Since early November 2024, the gold price has risen from USD 2,600 to highs of above USD 3,500 per ounce. The precious metal received additional support in early February when investors realised that Donald Trump was serious about his tariff programme.

As investors increasingly worried that gold imports into the USA might also be subject to tariffs, they imported more physical gold, causing COMEX gold inventories to more than double within six weeks. This had never happened before. The result was waiting times of more than a month for access to gold stocks in the vaults of several European storage locations, particularly at the Bank of England.

The jump above USD 3,300 per ounce coincided with rising expectations for real interest rate developments in the USA, visible in the yields of 10-year inflation-linked US Treasury bonds (TIPS). Normally, the gold price falls with rising US real interest rates, but this correlation is currently breaking down significantly. The rise in bond yields is especially notable, as it occurs against the backdrop of growing concerns about US growth. These developments suggest that Donald Trump's tariff announcements have driven up term premiums in the US bond market. These are a measure of the additional yield investors demand as compensation for increasing interest rate volatility.

Since 2022, central banks’ demand for gold has been strong, and we expect no change in the coming quarters. An additional demand driver is now gold ETFs, which are very popular with private investors. The assets managed in gold ETFs reached a new high of around USD 345 billion. Gold holdings rose to 3,445 tons, with particularly strong inflows from North America. Due to slowing growth and geopolitical tensions, we expect strong demand from private investors who are shifting capital into safe assets.
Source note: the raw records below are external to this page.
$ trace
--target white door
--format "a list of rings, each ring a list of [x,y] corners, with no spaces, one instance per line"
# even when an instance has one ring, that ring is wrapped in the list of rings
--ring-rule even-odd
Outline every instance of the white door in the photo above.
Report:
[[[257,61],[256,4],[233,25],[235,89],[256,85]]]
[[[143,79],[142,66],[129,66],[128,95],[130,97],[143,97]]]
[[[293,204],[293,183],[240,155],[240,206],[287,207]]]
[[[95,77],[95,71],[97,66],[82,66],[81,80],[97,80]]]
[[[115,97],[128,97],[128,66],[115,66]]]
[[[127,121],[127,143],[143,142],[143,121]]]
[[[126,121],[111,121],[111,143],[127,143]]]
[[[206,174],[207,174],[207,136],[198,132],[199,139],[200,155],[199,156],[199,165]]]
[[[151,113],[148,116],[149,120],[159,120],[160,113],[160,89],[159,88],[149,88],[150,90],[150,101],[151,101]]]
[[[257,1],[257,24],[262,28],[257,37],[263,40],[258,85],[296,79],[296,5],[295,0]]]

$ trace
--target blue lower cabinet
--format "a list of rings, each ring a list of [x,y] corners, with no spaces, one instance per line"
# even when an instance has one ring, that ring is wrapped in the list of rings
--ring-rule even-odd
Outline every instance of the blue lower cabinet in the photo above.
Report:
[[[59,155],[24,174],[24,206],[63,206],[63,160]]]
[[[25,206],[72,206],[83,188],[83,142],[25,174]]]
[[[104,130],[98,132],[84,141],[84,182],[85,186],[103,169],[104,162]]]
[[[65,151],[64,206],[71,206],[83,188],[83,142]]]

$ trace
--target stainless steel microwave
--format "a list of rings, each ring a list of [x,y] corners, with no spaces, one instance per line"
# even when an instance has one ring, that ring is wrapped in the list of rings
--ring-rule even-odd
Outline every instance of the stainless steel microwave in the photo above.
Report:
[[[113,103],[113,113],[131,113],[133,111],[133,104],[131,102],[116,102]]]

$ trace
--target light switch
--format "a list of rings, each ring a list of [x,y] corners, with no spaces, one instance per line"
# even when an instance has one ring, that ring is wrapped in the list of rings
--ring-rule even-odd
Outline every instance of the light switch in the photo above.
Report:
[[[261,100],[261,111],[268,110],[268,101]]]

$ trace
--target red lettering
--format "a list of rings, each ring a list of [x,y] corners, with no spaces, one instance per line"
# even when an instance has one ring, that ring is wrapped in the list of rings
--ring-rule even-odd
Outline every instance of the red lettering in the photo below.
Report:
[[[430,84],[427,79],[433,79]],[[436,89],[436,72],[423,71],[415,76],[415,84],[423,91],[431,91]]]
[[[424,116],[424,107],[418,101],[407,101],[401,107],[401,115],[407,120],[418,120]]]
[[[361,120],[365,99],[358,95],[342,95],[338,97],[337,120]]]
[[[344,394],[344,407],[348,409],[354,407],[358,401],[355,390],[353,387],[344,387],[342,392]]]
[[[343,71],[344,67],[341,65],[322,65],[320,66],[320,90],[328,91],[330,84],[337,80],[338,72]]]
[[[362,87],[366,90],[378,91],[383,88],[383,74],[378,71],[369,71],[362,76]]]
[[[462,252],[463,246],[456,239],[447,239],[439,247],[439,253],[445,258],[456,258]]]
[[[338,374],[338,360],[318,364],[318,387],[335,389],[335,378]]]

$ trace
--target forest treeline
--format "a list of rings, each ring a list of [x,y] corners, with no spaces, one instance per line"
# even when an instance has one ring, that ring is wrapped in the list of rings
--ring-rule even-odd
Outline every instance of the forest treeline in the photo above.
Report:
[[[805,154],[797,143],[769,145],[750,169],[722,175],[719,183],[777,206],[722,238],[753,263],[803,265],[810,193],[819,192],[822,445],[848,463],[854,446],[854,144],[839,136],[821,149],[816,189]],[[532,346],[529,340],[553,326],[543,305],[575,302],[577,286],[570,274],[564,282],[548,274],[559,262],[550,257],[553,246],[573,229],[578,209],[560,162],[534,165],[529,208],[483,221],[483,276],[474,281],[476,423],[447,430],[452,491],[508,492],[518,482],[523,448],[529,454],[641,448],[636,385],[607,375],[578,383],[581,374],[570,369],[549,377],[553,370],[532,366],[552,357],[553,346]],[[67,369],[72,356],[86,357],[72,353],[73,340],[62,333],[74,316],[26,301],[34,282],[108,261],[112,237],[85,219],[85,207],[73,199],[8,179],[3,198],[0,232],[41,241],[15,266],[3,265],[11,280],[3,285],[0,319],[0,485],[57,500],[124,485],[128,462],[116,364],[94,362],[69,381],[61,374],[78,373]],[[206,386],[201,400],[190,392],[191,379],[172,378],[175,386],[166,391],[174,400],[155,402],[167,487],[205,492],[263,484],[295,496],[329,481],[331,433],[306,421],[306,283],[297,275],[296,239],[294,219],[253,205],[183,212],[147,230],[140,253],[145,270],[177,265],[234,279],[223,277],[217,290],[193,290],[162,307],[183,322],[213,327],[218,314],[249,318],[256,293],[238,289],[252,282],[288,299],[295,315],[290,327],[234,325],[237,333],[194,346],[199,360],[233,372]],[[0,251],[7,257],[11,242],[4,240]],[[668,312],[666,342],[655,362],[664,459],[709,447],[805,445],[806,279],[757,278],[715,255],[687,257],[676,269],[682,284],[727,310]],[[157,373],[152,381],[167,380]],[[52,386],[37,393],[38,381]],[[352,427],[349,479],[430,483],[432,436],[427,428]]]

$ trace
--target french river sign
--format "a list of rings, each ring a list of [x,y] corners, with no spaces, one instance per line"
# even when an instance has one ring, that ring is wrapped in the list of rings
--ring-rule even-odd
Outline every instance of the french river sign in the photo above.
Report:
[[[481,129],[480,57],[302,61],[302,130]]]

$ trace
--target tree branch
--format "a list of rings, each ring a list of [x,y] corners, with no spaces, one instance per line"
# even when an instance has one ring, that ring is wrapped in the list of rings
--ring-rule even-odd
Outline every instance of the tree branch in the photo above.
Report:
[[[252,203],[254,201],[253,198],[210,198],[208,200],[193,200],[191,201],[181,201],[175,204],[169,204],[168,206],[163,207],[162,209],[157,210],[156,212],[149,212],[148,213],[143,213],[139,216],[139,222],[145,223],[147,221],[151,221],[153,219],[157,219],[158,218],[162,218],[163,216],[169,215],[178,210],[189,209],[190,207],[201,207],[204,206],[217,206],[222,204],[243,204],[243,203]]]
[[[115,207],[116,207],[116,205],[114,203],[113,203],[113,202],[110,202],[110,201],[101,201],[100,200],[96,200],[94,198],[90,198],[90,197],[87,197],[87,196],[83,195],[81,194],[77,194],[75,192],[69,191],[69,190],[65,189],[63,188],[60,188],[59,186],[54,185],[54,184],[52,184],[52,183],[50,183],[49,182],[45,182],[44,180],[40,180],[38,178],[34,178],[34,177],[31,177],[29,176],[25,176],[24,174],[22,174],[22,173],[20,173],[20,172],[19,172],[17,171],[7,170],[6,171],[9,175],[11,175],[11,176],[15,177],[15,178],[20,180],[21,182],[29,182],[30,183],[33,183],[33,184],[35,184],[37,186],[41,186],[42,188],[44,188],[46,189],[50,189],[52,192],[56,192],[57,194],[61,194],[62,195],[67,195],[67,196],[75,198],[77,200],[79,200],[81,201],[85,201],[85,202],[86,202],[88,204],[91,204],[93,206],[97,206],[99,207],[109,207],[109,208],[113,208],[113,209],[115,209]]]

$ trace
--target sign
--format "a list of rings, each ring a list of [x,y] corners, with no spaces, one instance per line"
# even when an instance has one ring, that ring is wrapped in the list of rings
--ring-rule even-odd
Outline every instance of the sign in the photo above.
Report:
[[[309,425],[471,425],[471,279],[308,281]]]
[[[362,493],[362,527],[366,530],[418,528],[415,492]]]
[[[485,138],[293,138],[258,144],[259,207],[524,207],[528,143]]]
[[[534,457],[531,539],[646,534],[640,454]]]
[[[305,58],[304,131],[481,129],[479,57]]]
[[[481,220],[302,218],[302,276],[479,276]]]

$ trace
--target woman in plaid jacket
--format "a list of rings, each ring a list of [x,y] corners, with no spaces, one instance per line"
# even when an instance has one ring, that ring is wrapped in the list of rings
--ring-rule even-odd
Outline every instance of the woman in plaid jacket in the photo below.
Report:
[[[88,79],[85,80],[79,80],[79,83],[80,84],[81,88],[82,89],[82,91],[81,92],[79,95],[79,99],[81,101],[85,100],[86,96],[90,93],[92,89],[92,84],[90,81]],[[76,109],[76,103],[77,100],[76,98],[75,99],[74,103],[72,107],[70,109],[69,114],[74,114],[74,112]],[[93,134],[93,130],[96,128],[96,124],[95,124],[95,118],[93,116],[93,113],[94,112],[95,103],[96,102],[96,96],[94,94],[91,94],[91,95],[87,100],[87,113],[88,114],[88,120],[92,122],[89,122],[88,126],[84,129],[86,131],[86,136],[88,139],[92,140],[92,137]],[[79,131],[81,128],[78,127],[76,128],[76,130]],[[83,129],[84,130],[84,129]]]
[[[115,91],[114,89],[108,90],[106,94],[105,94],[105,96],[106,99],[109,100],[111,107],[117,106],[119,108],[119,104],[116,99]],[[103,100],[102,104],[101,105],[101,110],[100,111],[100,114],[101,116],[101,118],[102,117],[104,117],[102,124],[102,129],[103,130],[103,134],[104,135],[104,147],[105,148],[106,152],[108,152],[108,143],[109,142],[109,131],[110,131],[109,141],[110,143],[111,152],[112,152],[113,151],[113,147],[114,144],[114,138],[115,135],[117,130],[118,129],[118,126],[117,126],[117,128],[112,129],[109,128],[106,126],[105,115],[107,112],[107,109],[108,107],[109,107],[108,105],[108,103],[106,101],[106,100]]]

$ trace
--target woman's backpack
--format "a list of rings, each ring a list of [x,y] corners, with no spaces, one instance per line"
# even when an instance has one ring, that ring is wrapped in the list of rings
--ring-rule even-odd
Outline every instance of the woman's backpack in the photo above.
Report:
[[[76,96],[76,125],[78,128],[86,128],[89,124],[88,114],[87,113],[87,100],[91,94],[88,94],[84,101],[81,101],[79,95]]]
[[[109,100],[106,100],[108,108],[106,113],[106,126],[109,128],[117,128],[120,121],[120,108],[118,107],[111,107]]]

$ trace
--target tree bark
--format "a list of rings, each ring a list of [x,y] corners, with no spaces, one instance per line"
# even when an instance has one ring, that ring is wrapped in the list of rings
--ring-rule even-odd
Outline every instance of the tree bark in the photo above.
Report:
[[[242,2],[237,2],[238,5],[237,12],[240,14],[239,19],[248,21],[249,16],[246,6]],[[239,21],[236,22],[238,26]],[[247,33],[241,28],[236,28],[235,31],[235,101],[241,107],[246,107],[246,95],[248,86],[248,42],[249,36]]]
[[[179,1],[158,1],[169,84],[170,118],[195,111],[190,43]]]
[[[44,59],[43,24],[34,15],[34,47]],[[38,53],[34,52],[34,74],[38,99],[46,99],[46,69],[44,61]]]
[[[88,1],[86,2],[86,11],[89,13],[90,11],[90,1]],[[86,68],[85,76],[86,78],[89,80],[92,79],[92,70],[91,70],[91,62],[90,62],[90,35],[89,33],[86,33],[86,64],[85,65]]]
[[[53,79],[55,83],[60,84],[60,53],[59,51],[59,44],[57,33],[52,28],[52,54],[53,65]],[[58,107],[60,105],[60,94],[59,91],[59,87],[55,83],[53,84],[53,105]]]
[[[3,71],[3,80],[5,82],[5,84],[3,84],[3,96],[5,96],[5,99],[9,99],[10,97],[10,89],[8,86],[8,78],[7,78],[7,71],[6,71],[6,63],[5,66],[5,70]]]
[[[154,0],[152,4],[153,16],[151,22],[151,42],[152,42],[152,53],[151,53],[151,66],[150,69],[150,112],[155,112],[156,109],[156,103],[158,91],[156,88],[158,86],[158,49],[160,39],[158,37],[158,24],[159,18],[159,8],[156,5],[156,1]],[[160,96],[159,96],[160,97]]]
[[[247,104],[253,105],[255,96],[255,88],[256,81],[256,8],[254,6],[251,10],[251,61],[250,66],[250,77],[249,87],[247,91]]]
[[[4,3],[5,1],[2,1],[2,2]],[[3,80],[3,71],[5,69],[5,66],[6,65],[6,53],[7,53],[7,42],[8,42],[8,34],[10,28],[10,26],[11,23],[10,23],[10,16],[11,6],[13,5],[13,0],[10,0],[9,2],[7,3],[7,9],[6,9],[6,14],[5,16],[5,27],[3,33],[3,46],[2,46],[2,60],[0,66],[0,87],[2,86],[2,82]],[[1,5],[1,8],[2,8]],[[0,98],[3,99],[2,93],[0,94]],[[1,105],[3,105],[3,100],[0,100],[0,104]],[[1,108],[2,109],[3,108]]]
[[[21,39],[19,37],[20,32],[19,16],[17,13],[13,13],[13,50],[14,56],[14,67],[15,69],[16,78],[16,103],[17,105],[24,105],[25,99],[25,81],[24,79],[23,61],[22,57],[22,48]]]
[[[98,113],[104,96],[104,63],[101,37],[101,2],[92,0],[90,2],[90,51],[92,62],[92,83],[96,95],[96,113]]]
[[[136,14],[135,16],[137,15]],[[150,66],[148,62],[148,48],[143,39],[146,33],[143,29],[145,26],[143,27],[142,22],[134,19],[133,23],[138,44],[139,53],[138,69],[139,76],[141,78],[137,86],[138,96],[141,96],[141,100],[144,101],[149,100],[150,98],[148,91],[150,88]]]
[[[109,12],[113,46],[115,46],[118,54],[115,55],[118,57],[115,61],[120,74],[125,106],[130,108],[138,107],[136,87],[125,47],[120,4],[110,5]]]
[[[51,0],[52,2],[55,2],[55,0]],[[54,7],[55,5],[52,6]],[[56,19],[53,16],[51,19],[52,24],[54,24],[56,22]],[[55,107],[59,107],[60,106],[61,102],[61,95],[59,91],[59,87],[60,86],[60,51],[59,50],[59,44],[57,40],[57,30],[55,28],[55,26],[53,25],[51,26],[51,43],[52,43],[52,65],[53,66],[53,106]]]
In recent weeks, the USD has depreciated while US stock and bond markets have fallen. The EUR/USD rate briefly rose above 1.15, indicating that international investors are reducing capital allocations from US markets. Gold could benefit from this trend, especially given the declining growth momentum and higher inflation in the USA.

Investors view the current valuation level of gold with scepticism; however, compared to previous bull markets, it is not exaggerated. After the Nixon Shock in 1971, the gold price rose by almost 300%, whereas currently, gold is about 120% above the level of January 2020. We see plenty of room for growth in the current bull market and expect the gold price to reach USD 4,000 per ounce next year.